The lambda function gets as far as the first count_documents call and hangs for the default server selection timeout of 30 seconds and times out and exits the function via error. At times, the function works correctly.

I’ve set the function to be invoked via CRON and AWS Lambda retries twice by default, but even that isn’t always enough. It failed last night and this morning invoking manually it worked on the 19th try. Then sometimes it works on the first try without a problem. This makes me believe it is not a networking issue. The Lambda resides in a VPC and the NAT GW ip is allowed in Mongo Atlas.

Shane · May 12, 2023, 7:14pm

error=NetworkTimeout('cluster0-shard-00-02-....mongodb.net:27017: timed out')

Hi, this error means the the client was unable to connect to the remote server(s). Is it possible that some of the Lambda machines are assigned IPs that are not allowed to connect to your Atlas cluster? Could you verify this hypothesis by temporarily allowing all IPs in your cluster to see if these connection errors go away?

Riku · May 15, 2023, 5:27am

Hey,

Thank you for replying. I don’t think I can open the database to the whole world, but it does sound like a reasonable cause. I have tried explicitly setting the Lambda to all existing security groups one by one, but that didn’t seem to have an effect. The Lambda should also have internet access only through NAT gateway which has two associated IP addresses. These are allowed in Atlas.

Edit: I realized we have VPC Peering in place, so the NAT GW shouldn’t be in use any way. I will check VPC Flow logs next.

Riku · May 15, 2023, 8:51am

Every time the error happens, the call to pymongo.MongoClient is successful as well as “initializing” the collections to collection = client[db_name].collection. The time out happens when trying to actually count the documents. I have a feeling the error message might be a bit misleading here. I’m trying to count over 13 million documents with a filter for just the previous day and getting the error. I’ll see if adding an index helps…

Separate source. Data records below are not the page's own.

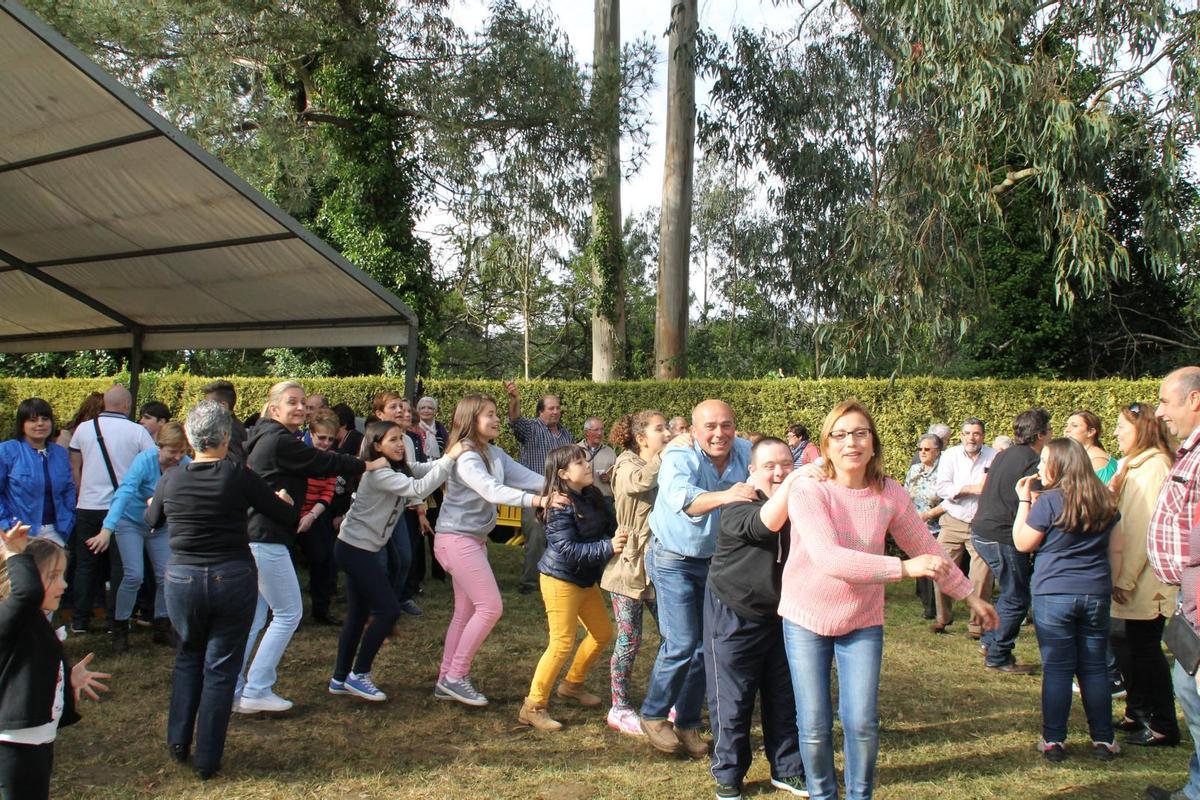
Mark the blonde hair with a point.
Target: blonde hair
(276, 392)
(172, 434)
(466, 414)
(875, 475)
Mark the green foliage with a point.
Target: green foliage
(903, 408)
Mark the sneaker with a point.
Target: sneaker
(361, 686)
(1053, 751)
(462, 690)
(796, 785)
(269, 702)
(1105, 751)
(625, 721)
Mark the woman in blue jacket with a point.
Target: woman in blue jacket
(36, 487)
(126, 519)
(579, 543)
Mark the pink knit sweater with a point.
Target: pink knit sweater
(833, 581)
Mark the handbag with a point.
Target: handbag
(1183, 642)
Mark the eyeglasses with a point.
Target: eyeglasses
(859, 434)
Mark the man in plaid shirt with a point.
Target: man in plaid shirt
(1168, 542)
(538, 437)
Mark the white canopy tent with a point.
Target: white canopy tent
(117, 230)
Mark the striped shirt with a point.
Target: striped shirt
(537, 440)
(1175, 513)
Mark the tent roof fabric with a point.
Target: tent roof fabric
(115, 227)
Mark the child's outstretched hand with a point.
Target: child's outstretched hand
(85, 681)
(15, 539)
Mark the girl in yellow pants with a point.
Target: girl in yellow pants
(579, 543)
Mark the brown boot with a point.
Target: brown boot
(693, 744)
(661, 735)
(538, 717)
(576, 692)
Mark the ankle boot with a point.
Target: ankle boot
(163, 632)
(538, 717)
(576, 692)
(120, 636)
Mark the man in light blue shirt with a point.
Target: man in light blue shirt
(694, 483)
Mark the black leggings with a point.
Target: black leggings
(25, 770)
(367, 594)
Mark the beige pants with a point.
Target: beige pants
(954, 539)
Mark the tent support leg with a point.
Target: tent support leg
(136, 371)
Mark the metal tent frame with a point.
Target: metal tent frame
(118, 230)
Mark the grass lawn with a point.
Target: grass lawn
(949, 729)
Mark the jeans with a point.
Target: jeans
(132, 541)
(400, 559)
(810, 659)
(1189, 701)
(367, 595)
(1012, 570)
(1073, 638)
(569, 606)
(211, 608)
(678, 675)
(279, 590)
(1147, 675)
(745, 659)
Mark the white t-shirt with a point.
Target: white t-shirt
(123, 439)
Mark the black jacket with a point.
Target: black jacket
(287, 463)
(747, 570)
(579, 539)
(30, 654)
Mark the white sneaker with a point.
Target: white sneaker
(270, 702)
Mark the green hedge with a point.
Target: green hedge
(903, 408)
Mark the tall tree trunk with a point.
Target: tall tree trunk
(607, 253)
(675, 233)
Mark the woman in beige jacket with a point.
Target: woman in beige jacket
(634, 487)
(1139, 599)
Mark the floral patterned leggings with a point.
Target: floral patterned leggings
(628, 612)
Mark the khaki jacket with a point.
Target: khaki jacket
(1139, 495)
(634, 486)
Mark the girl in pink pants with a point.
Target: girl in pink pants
(483, 477)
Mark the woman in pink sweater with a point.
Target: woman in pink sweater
(832, 600)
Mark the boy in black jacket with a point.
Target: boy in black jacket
(744, 651)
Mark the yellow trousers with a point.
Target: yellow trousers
(567, 607)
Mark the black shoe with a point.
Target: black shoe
(121, 636)
(1147, 738)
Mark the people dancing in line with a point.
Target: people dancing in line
(580, 542)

Riku · May 15, 2023, 9:27am

From VPC Flow logs I can see, that PyMongo sends a variety of requests and the source ports vary. Source IP is an IP that is accepted on the Atlas side for both a request that succeeds and fails.

Riku · May 15, 2023, 12:59pm

Not surprisingly (in hindsight) - I was incorrect. I placed my lambda in multiple subnets and didn’t realize some of them didn’t have a route in their routetable to the VPC Peering (which - in addition - I forgot about initially). Specifying the correct subnets fixed my problem. It was indeed a connection issue. Thank you for your help Shane!

system · May 22, 2023, 9:54am

This topic was automatically closed 5 days after the last reply. New replies are no longer allowed.